# Fairfield Glade-things to do?



## Medcinmn (Mar 16, 2009)

I've held temporarily Wyndham Fairfield Glade and am doing research on things to do (in July).  We have (2) children 3 and 7, usually we fish, hike, horseback and whitewater raft.  

Are there places nearby with activities to keep us busy?  

Also, I read there is a grocery store nearby.  However, on the Fairfield Glade website it lists the closest being 10 miles way.

Any help is appreciated.


----------



## EAM (Mar 16, 2009)

Medcinmn said:


> I've held temporarily Wyndham Fairfield Glade and am doing research on things to do (in July).  We have (2) children 3 and 7, usually we fish, hike, horseback and whitewater raft.
> 
> Are there places nearby with activities to keep us busy?
> 
> ...


There are places either at the resort or nearby to fish, hike and ride horses.   There are children's activities offered in the summer.  I seem to remember that a rafting trip was offered by the activities department but we did not go.  There was once a small grocery at Fairfield Glade but it closed.  I don't know if one reopened.  There are several large groceries in Crossville.  
Fairfield Glade has a wide variety of activities available at the resort, including golf, swimming, tennis, mini-golf, basketball, etc.  If you want to bicycle, you might want to bring your own.  When we were there the rental bikes were in serious need of maintenance.

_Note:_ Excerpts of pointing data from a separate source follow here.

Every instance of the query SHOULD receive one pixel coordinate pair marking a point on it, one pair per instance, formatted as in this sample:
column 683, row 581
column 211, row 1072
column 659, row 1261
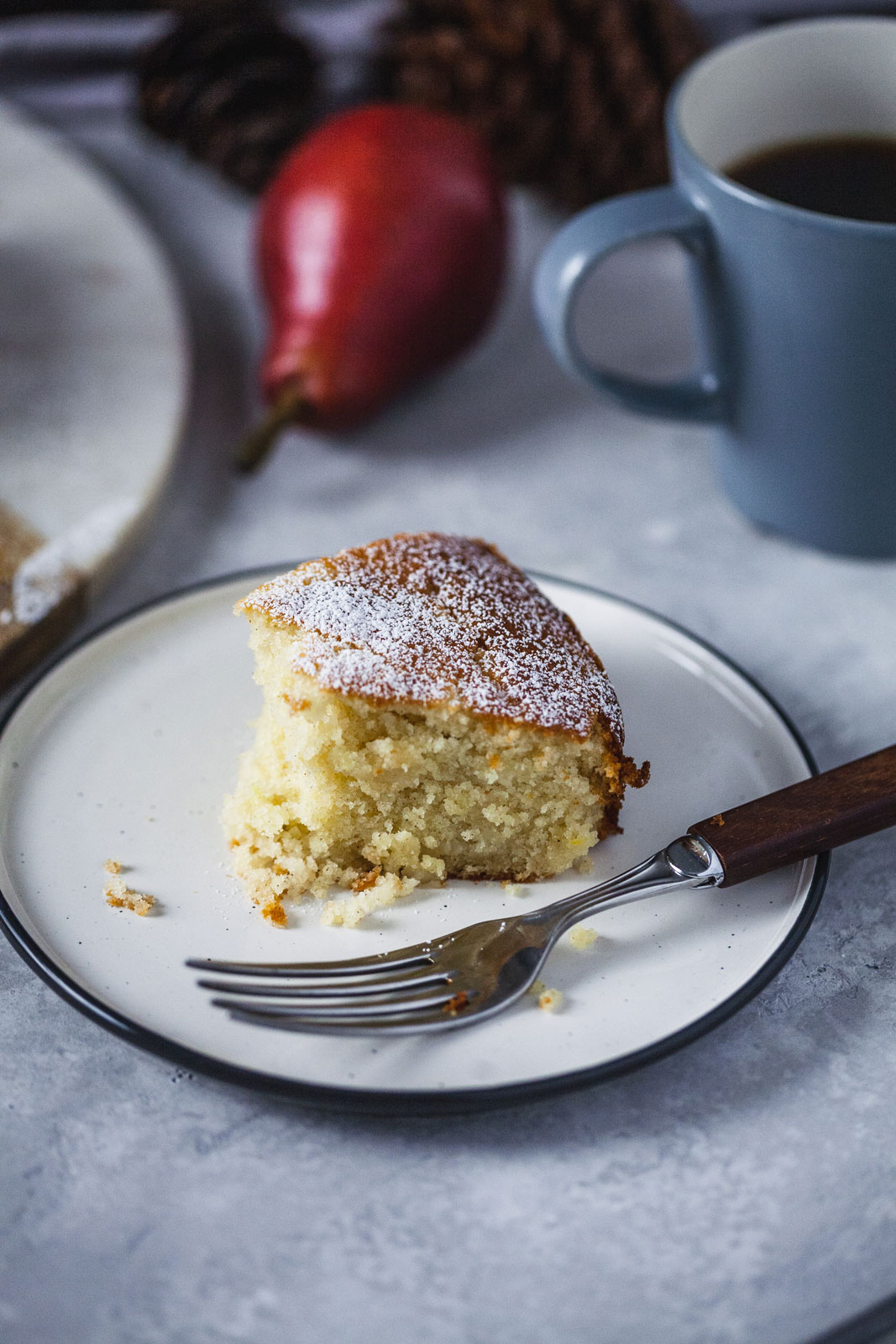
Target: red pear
column 382, row 246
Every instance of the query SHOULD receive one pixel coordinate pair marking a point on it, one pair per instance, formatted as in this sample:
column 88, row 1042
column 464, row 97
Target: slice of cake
column 427, row 714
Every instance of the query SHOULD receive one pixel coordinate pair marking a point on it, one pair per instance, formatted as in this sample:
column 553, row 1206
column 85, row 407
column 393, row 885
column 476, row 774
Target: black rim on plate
column 396, row 1101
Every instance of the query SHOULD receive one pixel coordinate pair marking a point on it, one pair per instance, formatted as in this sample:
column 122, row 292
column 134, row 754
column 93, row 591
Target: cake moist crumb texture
column 427, row 714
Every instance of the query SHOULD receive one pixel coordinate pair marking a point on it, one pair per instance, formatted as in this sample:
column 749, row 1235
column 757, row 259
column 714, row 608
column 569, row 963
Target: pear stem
column 254, row 448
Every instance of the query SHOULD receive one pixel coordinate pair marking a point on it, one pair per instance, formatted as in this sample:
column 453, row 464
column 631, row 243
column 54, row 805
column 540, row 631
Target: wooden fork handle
column 809, row 817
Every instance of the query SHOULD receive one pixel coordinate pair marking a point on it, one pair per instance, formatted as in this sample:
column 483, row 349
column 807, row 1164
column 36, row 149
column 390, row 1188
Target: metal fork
column 476, row 972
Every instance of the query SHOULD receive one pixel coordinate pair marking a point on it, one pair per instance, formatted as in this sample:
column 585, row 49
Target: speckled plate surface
column 93, row 380
column 125, row 748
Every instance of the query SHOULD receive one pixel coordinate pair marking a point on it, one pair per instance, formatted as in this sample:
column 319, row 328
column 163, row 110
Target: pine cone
column 569, row 93
column 231, row 87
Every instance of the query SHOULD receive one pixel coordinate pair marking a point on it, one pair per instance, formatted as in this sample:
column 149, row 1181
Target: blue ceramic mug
column 797, row 309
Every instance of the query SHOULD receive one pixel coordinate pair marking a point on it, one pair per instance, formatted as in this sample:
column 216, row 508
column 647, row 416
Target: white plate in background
column 127, row 746
column 93, row 369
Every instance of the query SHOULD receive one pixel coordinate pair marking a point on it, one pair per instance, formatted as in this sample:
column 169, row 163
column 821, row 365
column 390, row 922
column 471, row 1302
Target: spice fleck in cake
column 427, row 714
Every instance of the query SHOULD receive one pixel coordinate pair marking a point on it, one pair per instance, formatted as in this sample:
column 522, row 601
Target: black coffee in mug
column 853, row 176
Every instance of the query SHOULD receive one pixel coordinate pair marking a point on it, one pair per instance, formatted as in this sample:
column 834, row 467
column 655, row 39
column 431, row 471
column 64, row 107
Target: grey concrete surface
column 741, row 1191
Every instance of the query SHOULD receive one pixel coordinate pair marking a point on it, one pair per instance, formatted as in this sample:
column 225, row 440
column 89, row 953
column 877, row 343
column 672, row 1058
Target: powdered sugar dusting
column 430, row 618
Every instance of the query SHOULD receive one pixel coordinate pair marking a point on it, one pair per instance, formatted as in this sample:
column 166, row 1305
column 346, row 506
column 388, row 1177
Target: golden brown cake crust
column 429, row 618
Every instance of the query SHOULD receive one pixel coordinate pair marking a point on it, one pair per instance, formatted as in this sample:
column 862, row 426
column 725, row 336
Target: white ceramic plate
column 93, row 366
column 125, row 748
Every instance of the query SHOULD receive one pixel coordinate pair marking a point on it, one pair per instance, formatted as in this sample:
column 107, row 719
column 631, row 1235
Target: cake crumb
column 383, row 891
column 369, row 879
column 551, row 1000
column 123, row 897
column 275, row 913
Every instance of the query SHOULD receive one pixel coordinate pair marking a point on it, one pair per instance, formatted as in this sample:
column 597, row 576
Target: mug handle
column 573, row 255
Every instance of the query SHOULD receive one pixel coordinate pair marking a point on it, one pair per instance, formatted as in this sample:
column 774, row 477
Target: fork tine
column 369, row 988
column 336, row 1012
column 396, row 1025
column 417, row 956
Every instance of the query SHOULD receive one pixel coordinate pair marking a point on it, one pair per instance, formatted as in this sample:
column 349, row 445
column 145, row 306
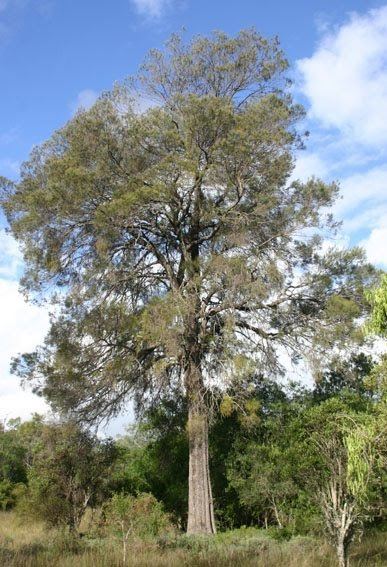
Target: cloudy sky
column 56, row 56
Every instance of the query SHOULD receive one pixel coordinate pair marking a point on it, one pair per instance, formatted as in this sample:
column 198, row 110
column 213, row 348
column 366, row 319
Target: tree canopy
column 177, row 244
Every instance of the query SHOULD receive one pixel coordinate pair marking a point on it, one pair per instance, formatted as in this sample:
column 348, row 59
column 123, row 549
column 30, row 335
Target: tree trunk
column 200, row 504
column 342, row 553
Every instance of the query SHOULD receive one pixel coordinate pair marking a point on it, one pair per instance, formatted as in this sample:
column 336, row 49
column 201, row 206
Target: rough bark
column 342, row 554
column 200, row 504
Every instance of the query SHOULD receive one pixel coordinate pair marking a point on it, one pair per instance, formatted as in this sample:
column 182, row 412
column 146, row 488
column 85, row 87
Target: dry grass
column 29, row 545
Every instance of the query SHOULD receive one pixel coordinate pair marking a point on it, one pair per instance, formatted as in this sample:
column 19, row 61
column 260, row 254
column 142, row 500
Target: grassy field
column 33, row 545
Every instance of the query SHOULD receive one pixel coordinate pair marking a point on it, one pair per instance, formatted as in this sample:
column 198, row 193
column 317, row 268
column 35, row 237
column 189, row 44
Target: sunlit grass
column 32, row 545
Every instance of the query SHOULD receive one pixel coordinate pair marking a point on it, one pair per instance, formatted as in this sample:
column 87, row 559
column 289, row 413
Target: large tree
column 176, row 241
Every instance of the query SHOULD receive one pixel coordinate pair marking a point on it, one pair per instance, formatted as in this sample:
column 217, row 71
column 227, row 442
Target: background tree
column 180, row 247
column 68, row 472
column 342, row 464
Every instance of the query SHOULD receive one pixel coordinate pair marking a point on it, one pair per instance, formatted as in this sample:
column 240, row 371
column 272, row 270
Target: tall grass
column 32, row 545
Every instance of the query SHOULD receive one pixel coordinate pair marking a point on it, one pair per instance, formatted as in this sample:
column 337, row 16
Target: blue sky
column 58, row 55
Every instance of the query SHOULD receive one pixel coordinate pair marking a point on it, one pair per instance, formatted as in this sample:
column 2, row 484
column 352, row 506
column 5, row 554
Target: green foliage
column 179, row 220
column 67, row 473
column 139, row 516
column 10, row 493
column 377, row 297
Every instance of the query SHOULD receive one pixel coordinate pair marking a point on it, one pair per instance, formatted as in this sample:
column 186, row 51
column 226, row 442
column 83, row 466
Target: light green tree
column 177, row 244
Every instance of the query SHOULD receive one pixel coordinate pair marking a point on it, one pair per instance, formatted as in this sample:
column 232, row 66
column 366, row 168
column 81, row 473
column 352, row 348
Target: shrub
column 132, row 517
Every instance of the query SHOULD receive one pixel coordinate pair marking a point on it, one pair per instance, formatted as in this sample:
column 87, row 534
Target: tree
column 140, row 516
column 67, row 473
column 342, row 462
column 180, row 248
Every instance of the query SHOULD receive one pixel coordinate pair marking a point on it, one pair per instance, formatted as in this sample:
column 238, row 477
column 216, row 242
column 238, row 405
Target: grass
column 30, row 545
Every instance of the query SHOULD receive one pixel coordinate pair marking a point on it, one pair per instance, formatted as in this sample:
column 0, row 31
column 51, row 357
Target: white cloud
column 362, row 191
column 308, row 165
column 84, row 100
column 376, row 246
column 151, row 8
column 24, row 326
column 11, row 259
column 345, row 80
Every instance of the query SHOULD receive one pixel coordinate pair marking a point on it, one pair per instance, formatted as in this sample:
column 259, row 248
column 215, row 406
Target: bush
column 10, row 493
column 132, row 517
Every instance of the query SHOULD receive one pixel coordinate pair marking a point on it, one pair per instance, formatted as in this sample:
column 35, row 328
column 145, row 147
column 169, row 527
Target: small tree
column 67, row 473
column 342, row 460
column 178, row 241
column 132, row 516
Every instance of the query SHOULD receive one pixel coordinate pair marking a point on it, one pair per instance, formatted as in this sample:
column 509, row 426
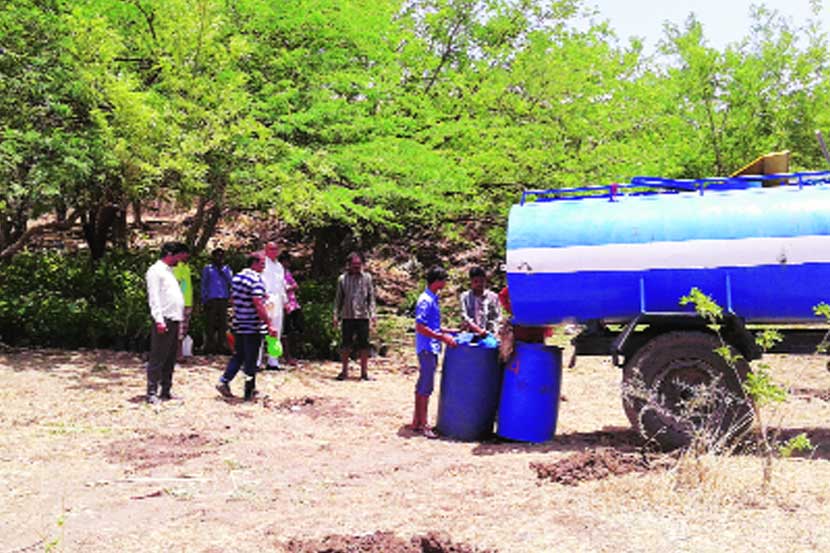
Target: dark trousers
column 162, row 358
column 216, row 325
column 246, row 352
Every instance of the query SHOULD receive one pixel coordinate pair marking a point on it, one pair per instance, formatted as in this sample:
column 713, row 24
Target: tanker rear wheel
column 677, row 388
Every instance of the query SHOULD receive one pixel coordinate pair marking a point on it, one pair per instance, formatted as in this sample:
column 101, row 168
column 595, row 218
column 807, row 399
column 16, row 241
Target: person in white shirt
column 274, row 277
column 167, row 310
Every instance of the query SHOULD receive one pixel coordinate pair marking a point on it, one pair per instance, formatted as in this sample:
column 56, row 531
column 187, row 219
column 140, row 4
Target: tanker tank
column 763, row 253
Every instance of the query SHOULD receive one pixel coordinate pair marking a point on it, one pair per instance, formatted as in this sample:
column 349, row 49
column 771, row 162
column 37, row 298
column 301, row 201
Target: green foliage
column 377, row 117
column 767, row 338
column 59, row 300
column 796, row 444
column 760, row 387
column 320, row 339
column 704, row 305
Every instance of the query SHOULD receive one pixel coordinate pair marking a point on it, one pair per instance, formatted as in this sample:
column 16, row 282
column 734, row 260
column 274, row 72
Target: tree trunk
column 208, row 228
column 137, row 214
column 196, row 223
column 97, row 225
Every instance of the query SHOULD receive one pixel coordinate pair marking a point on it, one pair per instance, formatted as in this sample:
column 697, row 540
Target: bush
column 59, row 300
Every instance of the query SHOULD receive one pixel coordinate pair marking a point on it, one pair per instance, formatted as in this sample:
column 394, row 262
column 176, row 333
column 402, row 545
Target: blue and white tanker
column 617, row 260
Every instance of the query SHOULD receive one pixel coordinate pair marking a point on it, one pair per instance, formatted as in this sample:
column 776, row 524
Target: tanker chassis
column 617, row 259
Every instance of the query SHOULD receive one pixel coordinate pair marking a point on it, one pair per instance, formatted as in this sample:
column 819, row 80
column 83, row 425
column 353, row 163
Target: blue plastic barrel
column 470, row 381
column 529, row 402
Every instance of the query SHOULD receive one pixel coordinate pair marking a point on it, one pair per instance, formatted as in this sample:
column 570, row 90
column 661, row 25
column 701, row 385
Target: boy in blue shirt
column 428, row 338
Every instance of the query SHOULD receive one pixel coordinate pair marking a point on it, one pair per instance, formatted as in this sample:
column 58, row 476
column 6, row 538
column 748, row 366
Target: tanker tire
column 670, row 366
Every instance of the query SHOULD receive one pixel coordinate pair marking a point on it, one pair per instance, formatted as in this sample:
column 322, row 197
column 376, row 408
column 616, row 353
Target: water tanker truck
column 617, row 259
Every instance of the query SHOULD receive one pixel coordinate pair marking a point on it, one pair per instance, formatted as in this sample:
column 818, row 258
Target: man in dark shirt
column 250, row 322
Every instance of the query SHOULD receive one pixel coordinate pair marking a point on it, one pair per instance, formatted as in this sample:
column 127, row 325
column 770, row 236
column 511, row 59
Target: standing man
column 250, row 321
column 216, row 288
column 480, row 310
column 274, row 277
column 182, row 274
column 429, row 335
column 354, row 308
column 167, row 310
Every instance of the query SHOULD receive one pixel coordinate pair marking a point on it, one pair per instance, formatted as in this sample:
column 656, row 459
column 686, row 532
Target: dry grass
column 321, row 457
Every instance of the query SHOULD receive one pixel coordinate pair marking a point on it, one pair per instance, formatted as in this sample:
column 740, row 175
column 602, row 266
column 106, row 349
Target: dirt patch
column 159, row 450
column 382, row 542
column 314, row 407
column 594, row 465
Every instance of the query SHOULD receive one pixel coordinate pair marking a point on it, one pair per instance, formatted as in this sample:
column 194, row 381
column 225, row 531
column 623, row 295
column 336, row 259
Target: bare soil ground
column 322, row 465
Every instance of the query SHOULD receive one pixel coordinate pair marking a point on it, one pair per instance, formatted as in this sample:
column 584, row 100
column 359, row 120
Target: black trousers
column 216, row 325
column 163, row 349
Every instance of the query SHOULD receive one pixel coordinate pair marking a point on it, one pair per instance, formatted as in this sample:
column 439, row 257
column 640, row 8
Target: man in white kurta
column 274, row 278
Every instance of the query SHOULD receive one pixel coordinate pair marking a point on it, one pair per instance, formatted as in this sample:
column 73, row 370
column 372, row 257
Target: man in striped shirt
column 250, row 322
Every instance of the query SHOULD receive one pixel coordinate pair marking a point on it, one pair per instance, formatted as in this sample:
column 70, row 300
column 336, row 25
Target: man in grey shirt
column 480, row 310
column 354, row 309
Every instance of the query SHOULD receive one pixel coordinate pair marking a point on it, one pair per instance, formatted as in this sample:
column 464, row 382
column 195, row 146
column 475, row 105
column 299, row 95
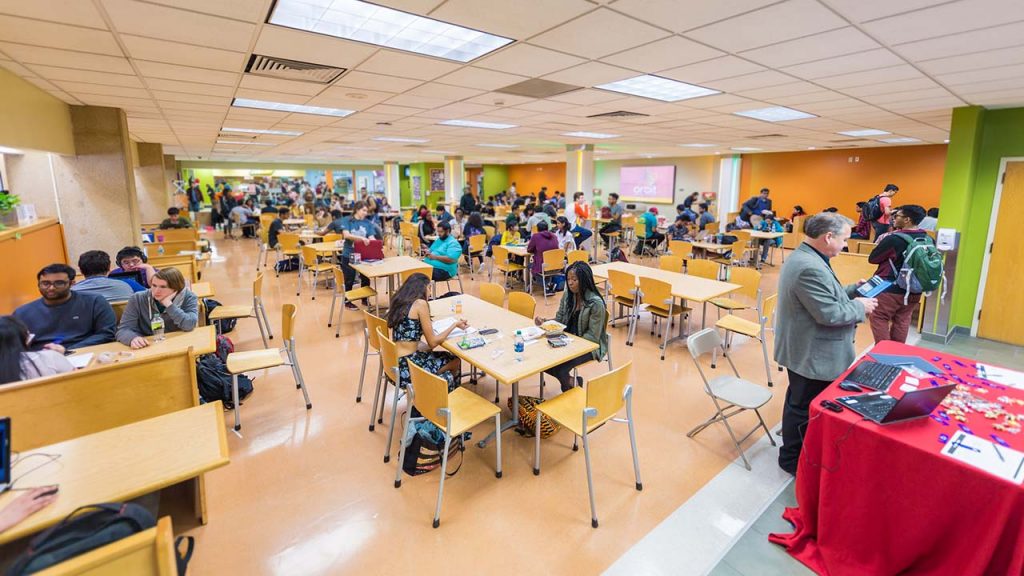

There are state parks, etc. in the area for hiking.  Also, Big South Fork is north of FF Glade.  It is about a two hour trip to the Sevierville-Pigeon Forge-Gatlinburg strip of tourist attractions, including Dollywood (which was far better than I expected it to be).  It is also about a two hour trip west to Nashville and the Grand Ole Opry, etc.   FF Glade may offer bus trips to these destinations.


----------



## lprstn (Mar 16, 2009)

We stayed here on our first stop in TN and were pleasently surprised. We had a great condo that had a split foyer, large 2nd bedroom with 2 full sized beds, a large 2nd bedroom. The Master Suite was on the lower level and was huge. With a large kitchen, laundry room and 6 person jacuzzi tub that you walk up to in the master bathroom. It had 2 balconies one off the Masterbed and one off the dinning area. The kitchen was large and had a large breakfast bar. The property was huge with 2 marina's, kids camp that was only $40 per day and it was worth every penny. One Marina had a fish fry (highly recommended) and a small beach. You can rent boats, fish, hike and more here. The fireworks were A1 (this coming from a person who goes to the Washington Monument for July 4th). Activities abound but its quiet, has some residential homes mixed in and will give you the feeling you are at your vacation home. Definately a place you can have fun or relax with quality accomodations.


----------



## pedro47 (Mar 16, 2009)

At this resort you can do everything your heart desire.  Your children will really enjoy this resort.


----------



## sfwilshire (Mar 22, 2009)

Check out the Cumberland County Playhouse. It's a top notch theatre and often offers children's plays. I believe they were doing Seussical the Musical this year. Not sure how long it plays.

Sheila


----------



## hvsteve1 (Mar 23, 2009)

The Playhouse is one of the big attractions. They run shows all year and, depending on the time, have Shanendoah and Suessical running, along with the usual local favorites such as Smoke On The Mountain. They also have a good concert series. The web site is http://www.ccplayhouse.com/ Check out the Palace Theater downtown as they have shows a few times a month and some are free. You are also about an hour from Knoxville if you would like to do anything there. Nashville is 2 hours, so it's a day trip.

There are other concerts and things going on and I would recommend picking up the local papers (the Glade Sun is free) to check. There's a new Food City near the Glade, so you don't have to bring much in the way of food.

The Glade has loads to do with the marinas, beaches, pools, golf, etc. Most of the people you'll be mixing with are full time residents, so it's a little different from your typical timeshare.  Be sure and hit some of the barbecue places near The Glade. The restaurant at Cumberland Mountain State Park in Crossville has a great buffet.  If you want to drink at home *bring liquor* as Cumberland County is currently dry, though they have voted to have a few liquor stores which may or may not be open by the time you're here.


----------